The no-budget local film that's topping the Showmax charts

Mark Jackson struggled to get his film seen anywhere, until Showmax picked it up.
Mark Jackson struggled to get his film seen anywhere, until Showmax picked it up.

An independently made, low-budget local film has topped the viewing charts on streaming service Showmax.

Girl from Nowhere, directed by Cape Town film maker Mark Jackson, sees a couple pick up a mysterious hitchhiker – and then can’t get rid of her. It was picked up by Showmax and became its most watched film on the platform for nearly two weeks after its release on July 1.

Showmax wrote on its website: “After its debut ... the grindhouse thriller stayed in the top 10 position for 10 weeks. At the time of writing [October 31], Girl from Nowhere was the 11th most popular movie of the year on Showmax so far, across both local and international titles.”

Jackson is thrilled with the movie’s success, telling City Press in an email that at first, no one wanted to pick it up.

“My dodgy, no-budget movie was rejected by everyone. Most of the local distributors wouldn’t even watch it. But then I managed to squeeze it into the Cape Town film festival last year at the very last minute for one 12pm screening, attended by eight people – and then in June this year, finally, Showmax bought it.”

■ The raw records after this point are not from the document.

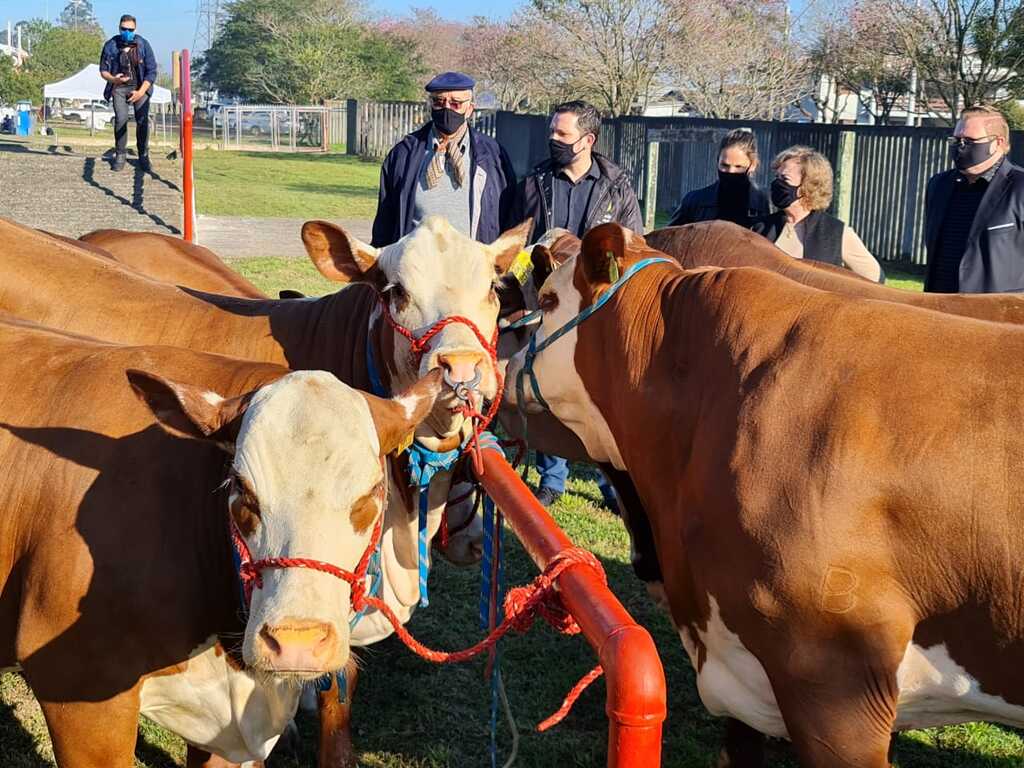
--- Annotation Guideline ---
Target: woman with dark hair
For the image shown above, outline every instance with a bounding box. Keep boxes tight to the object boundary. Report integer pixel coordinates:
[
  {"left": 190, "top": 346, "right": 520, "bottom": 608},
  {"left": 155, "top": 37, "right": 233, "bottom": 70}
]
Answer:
[
  {"left": 668, "top": 128, "right": 770, "bottom": 228},
  {"left": 753, "top": 146, "right": 884, "bottom": 282}
]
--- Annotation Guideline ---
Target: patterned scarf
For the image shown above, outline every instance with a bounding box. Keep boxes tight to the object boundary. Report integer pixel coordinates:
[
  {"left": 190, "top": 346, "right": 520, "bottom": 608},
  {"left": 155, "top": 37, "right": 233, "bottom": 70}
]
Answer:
[{"left": 426, "top": 122, "right": 469, "bottom": 190}]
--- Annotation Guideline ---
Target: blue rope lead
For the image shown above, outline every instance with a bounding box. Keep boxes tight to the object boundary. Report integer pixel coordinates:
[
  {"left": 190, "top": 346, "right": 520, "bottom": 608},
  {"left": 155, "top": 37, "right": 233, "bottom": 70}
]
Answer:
[{"left": 407, "top": 440, "right": 461, "bottom": 607}]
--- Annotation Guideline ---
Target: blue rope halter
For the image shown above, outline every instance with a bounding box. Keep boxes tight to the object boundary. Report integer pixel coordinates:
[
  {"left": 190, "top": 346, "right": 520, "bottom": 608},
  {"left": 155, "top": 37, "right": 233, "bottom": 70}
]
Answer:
[{"left": 515, "top": 256, "right": 674, "bottom": 415}]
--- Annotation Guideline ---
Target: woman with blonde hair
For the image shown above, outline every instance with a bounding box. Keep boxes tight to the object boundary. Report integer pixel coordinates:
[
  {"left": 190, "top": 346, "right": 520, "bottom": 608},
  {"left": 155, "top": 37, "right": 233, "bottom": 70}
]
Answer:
[
  {"left": 753, "top": 145, "right": 884, "bottom": 282},
  {"left": 669, "top": 128, "right": 770, "bottom": 228}
]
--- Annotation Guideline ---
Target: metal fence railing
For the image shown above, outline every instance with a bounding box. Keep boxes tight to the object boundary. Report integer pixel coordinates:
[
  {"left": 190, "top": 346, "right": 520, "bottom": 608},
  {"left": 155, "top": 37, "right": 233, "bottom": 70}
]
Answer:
[{"left": 212, "top": 105, "right": 332, "bottom": 152}]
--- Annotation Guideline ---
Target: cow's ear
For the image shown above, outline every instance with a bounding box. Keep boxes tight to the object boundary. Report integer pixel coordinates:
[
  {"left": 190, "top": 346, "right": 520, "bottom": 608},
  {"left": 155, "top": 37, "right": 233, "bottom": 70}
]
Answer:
[
  {"left": 490, "top": 219, "right": 533, "bottom": 274},
  {"left": 361, "top": 369, "right": 443, "bottom": 456},
  {"left": 579, "top": 223, "right": 630, "bottom": 287},
  {"left": 302, "top": 221, "right": 383, "bottom": 286},
  {"left": 127, "top": 370, "right": 253, "bottom": 451},
  {"left": 530, "top": 233, "right": 578, "bottom": 290}
]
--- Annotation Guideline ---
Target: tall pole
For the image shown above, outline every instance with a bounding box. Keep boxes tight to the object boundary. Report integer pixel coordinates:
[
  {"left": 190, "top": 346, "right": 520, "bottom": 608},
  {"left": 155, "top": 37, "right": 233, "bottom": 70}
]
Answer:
[{"left": 181, "top": 49, "right": 195, "bottom": 243}]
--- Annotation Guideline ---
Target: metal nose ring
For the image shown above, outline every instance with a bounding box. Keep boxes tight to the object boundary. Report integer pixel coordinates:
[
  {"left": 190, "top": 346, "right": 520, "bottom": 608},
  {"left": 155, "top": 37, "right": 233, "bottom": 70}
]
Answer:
[{"left": 443, "top": 367, "right": 482, "bottom": 402}]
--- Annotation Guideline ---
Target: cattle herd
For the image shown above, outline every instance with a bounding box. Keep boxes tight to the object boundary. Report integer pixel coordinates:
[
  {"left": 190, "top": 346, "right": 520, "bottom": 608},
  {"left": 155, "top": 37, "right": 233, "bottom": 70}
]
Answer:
[{"left": 0, "top": 214, "right": 1022, "bottom": 767}]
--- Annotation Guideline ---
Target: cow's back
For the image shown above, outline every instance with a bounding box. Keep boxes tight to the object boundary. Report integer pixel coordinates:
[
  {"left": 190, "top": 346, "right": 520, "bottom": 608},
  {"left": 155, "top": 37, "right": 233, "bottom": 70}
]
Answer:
[
  {"left": 647, "top": 222, "right": 1024, "bottom": 324},
  {"left": 0, "top": 219, "right": 285, "bottom": 362},
  {"left": 80, "top": 230, "right": 266, "bottom": 299}
]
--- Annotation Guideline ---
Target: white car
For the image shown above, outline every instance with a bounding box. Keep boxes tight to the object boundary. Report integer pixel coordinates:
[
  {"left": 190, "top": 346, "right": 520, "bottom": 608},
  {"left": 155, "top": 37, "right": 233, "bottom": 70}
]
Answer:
[{"left": 63, "top": 101, "right": 115, "bottom": 130}]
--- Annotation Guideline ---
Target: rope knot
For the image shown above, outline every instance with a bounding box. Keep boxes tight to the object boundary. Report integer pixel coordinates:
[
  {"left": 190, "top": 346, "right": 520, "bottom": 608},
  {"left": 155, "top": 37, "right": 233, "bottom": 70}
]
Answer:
[{"left": 503, "top": 547, "right": 605, "bottom": 636}]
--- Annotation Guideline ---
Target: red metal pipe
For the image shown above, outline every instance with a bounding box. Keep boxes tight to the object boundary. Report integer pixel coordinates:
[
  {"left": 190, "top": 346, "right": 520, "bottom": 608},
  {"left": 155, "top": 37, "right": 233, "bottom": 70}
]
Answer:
[
  {"left": 474, "top": 449, "right": 666, "bottom": 767},
  {"left": 180, "top": 49, "right": 194, "bottom": 243}
]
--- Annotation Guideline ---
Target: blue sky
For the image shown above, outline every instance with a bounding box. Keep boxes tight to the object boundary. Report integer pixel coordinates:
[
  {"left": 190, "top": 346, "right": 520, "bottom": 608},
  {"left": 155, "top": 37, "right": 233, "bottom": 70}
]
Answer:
[{"left": 0, "top": 0, "right": 516, "bottom": 76}]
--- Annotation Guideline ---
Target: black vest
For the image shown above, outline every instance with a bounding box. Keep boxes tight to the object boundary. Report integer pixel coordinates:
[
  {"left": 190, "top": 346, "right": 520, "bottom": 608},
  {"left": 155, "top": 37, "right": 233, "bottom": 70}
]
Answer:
[{"left": 755, "top": 210, "right": 844, "bottom": 266}]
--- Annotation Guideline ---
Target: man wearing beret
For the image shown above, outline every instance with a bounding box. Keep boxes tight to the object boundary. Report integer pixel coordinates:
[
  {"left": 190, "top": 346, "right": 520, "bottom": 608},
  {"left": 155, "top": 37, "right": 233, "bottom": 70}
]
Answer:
[{"left": 371, "top": 72, "right": 517, "bottom": 247}]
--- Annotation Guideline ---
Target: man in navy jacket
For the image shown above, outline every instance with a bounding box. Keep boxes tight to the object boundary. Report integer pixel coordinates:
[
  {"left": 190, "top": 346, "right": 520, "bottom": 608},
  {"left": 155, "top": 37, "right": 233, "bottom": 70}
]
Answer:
[
  {"left": 925, "top": 104, "right": 1024, "bottom": 293},
  {"left": 371, "top": 72, "right": 517, "bottom": 247},
  {"left": 99, "top": 14, "right": 157, "bottom": 172}
]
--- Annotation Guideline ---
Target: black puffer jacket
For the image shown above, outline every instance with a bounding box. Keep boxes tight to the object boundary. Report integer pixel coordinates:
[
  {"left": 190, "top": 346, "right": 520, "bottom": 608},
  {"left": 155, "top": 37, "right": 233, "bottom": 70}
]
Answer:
[{"left": 512, "top": 153, "right": 643, "bottom": 244}]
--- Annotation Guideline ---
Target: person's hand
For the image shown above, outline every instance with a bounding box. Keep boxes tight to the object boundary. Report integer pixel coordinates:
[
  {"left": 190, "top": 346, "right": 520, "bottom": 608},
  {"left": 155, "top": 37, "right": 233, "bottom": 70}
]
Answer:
[
  {"left": 127, "top": 89, "right": 145, "bottom": 104},
  {"left": 115, "top": 73, "right": 130, "bottom": 83}
]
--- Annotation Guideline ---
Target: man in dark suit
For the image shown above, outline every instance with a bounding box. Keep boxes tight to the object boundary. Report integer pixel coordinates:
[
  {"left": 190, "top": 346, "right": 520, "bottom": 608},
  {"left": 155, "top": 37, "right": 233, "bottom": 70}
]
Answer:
[
  {"left": 924, "top": 104, "right": 1024, "bottom": 293},
  {"left": 371, "top": 71, "right": 516, "bottom": 247}
]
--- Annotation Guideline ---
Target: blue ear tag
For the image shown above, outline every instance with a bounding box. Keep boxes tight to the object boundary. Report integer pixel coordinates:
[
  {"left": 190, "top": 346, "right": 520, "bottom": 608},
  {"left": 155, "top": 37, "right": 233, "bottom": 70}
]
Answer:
[{"left": 607, "top": 252, "right": 620, "bottom": 282}]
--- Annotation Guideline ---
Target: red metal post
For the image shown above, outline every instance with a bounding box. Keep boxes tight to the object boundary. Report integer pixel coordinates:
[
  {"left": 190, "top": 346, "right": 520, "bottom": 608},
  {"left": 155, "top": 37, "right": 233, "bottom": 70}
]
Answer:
[
  {"left": 180, "top": 49, "right": 195, "bottom": 243},
  {"left": 474, "top": 450, "right": 666, "bottom": 767}
]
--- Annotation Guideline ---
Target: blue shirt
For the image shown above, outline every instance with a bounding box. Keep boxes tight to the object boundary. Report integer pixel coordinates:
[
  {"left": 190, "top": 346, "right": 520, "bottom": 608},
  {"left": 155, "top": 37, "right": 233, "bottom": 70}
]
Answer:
[{"left": 551, "top": 161, "right": 601, "bottom": 237}]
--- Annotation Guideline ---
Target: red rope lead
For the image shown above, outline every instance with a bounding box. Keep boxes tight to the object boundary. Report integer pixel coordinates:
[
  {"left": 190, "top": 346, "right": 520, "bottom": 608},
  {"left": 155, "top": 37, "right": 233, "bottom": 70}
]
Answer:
[{"left": 537, "top": 665, "right": 604, "bottom": 732}]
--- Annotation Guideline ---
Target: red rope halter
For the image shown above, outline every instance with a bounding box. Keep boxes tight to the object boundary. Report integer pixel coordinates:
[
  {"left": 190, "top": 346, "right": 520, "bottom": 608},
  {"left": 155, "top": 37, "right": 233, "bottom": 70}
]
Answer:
[{"left": 376, "top": 296, "right": 505, "bottom": 476}]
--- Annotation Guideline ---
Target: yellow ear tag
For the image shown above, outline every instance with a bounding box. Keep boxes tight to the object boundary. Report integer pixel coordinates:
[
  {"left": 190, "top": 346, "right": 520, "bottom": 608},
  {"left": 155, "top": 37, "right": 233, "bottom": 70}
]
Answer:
[
  {"left": 607, "top": 252, "right": 620, "bottom": 282},
  {"left": 509, "top": 250, "right": 533, "bottom": 286},
  {"left": 395, "top": 430, "right": 415, "bottom": 456}
]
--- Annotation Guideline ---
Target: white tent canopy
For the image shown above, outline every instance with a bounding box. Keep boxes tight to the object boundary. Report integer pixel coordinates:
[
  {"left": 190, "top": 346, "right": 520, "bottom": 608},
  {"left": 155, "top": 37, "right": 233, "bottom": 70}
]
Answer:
[{"left": 43, "top": 63, "right": 171, "bottom": 104}]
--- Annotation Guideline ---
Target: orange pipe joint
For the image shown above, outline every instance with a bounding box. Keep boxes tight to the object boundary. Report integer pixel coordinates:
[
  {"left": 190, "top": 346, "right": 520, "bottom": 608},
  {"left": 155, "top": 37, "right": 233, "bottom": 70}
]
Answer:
[{"left": 473, "top": 447, "right": 667, "bottom": 767}]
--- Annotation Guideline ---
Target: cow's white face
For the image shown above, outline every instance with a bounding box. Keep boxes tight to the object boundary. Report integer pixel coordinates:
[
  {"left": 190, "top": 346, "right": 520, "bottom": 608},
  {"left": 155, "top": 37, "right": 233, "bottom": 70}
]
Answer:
[
  {"left": 230, "top": 372, "right": 386, "bottom": 678},
  {"left": 302, "top": 217, "right": 530, "bottom": 443},
  {"left": 504, "top": 254, "right": 626, "bottom": 469},
  {"left": 129, "top": 367, "right": 441, "bottom": 680}
]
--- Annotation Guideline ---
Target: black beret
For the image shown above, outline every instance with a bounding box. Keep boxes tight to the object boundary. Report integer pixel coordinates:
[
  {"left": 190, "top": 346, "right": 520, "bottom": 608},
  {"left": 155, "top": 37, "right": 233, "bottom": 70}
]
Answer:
[{"left": 425, "top": 72, "right": 475, "bottom": 93}]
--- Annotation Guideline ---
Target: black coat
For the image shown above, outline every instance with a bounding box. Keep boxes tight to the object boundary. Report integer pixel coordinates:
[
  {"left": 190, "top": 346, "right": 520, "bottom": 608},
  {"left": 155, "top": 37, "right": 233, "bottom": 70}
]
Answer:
[
  {"left": 370, "top": 124, "right": 517, "bottom": 247},
  {"left": 668, "top": 179, "right": 770, "bottom": 227},
  {"left": 925, "top": 159, "right": 1024, "bottom": 293},
  {"left": 512, "top": 153, "right": 643, "bottom": 244}
]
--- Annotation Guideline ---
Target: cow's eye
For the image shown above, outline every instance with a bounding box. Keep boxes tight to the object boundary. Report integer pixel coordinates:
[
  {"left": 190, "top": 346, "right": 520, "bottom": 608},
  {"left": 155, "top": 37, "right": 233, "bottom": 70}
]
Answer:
[{"left": 539, "top": 292, "right": 559, "bottom": 313}]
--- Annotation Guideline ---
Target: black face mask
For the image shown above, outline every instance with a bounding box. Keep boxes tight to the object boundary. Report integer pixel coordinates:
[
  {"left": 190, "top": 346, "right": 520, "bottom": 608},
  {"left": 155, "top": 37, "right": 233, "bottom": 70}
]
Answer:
[
  {"left": 549, "top": 138, "right": 581, "bottom": 167},
  {"left": 770, "top": 177, "right": 801, "bottom": 210},
  {"left": 951, "top": 139, "right": 994, "bottom": 171},
  {"left": 718, "top": 170, "right": 751, "bottom": 199},
  {"left": 431, "top": 107, "right": 465, "bottom": 136}
]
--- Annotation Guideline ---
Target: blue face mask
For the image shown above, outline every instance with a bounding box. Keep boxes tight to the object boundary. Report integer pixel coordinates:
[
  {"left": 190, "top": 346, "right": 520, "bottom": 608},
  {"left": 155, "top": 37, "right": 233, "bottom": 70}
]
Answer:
[{"left": 120, "top": 28, "right": 135, "bottom": 43}]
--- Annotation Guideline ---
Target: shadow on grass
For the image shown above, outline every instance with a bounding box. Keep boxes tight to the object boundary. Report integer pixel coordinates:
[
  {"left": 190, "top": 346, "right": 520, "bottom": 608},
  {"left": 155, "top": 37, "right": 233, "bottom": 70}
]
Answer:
[
  {"left": 283, "top": 182, "right": 379, "bottom": 198},
  {"left": 229, "top": 151, "right": 380, "bottom": 166},
  {"left": 0, "top": 699, "right": 50, "bottom": 768},
  {"left": 133, "top": 730, "right": 180, "bottom": 768}
]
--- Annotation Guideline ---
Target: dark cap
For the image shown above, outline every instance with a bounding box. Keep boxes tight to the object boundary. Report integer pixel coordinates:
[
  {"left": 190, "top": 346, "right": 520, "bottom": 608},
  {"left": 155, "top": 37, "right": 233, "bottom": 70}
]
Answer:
[{"left": 425, "top": 72, "right": 475, "bottom": 93}]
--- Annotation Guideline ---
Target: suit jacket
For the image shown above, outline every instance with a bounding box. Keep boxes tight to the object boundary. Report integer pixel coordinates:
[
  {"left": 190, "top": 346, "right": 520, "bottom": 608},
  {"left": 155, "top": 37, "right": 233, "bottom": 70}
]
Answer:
[
  {"left": 925, "top": 159, "right": 1024, "bottom": 293},
  {"left": 371, "top": 124, "right": 517, "bottom": 247}
]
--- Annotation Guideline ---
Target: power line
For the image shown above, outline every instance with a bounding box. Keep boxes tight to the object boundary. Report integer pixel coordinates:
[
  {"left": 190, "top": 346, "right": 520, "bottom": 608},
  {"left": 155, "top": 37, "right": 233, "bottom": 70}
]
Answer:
[{"left": 194, "top": 0, "right": 222, "bottom": 52}]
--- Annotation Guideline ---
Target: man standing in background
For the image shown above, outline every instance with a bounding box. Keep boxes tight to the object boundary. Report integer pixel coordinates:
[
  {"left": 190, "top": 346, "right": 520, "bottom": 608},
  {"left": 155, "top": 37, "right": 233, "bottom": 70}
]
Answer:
[
  {"left": 924, "top": 104, "right": 1024, "bottom": 293},
  {"left": 371, "top": 71, "right": 516, "bottom": 247},
  {"left": 99, "top": 14, "right": 157, "bottom": 172}
]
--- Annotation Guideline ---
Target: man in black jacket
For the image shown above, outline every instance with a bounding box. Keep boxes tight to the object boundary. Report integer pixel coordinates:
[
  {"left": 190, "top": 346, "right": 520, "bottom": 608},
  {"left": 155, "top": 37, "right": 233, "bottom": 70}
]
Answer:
[
  {"left": 371, "top": 71, "right": 517, "bottom": 247},
  {"left": 512, "top": 100, "right": 642, "bottom": 509},
  {"left": 925, "top": 104, "right": 1024, "bottom": 293},
  {"left": 99, "top": 14, "right": 157, "bottom": 172}
]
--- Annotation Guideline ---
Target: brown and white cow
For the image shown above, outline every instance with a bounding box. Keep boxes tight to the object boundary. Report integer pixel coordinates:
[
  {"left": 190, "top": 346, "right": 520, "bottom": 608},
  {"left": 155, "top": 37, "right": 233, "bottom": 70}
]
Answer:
[
  {"left": 505, "top": 223, "right": 1024, "bottom": 767},
  {"left": 0, "top": 316, "right": 442, "bottom": 768},
  {"left": 0, "top": 215, "right": 528, "bottom": 765}
]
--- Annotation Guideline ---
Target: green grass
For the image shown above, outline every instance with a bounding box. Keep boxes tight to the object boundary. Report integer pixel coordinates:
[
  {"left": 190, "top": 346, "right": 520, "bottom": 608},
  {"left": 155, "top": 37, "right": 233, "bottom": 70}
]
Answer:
[
  {"left": 2, "top": 261, "right": 1017, "bottom": 767},
  {"left": 194, "top": 150, "right": 381, "bottom": 219}
]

The movie stars Tamryn Speirs, Scot Cooper and Christia Visser. Visser also performed in the docu-drama Alison, a film about the brutal rape and stabbing of Alison Botha that took place in Port Elizabeth more than two decades ago.

Girl from Nowhere was shot by hand-held camera in 13 days, with a crew of just six people on Petersfield farm in Citrusdal in the Cedarberg, and Johnson used his own money.

“It cost much less than a low-budget TV commercial.”

We asked Jackson why he thought the film had been successful on Showmax. “I think Showmax viewers are looking for something different. South Africa is producing some great Afrikaans films, which is wonderful, but perhaps there’s also a need for even more local films in other languages too, and in this case, more English-language movies?”

He hopes that the film’s success will inspire others starting out in the industry.

“It might just inspire other local emerging film makers to just go for it and make a movie, even if they have no formal film degree, even if the National Film and Video Foundation rejects their script, and even if they have no funding and need to film and edit it themselves.

“And once made, the battle isn’t over. But they can still do it, despite all the naysayers, if they really stick to it. Underground films can succeed.”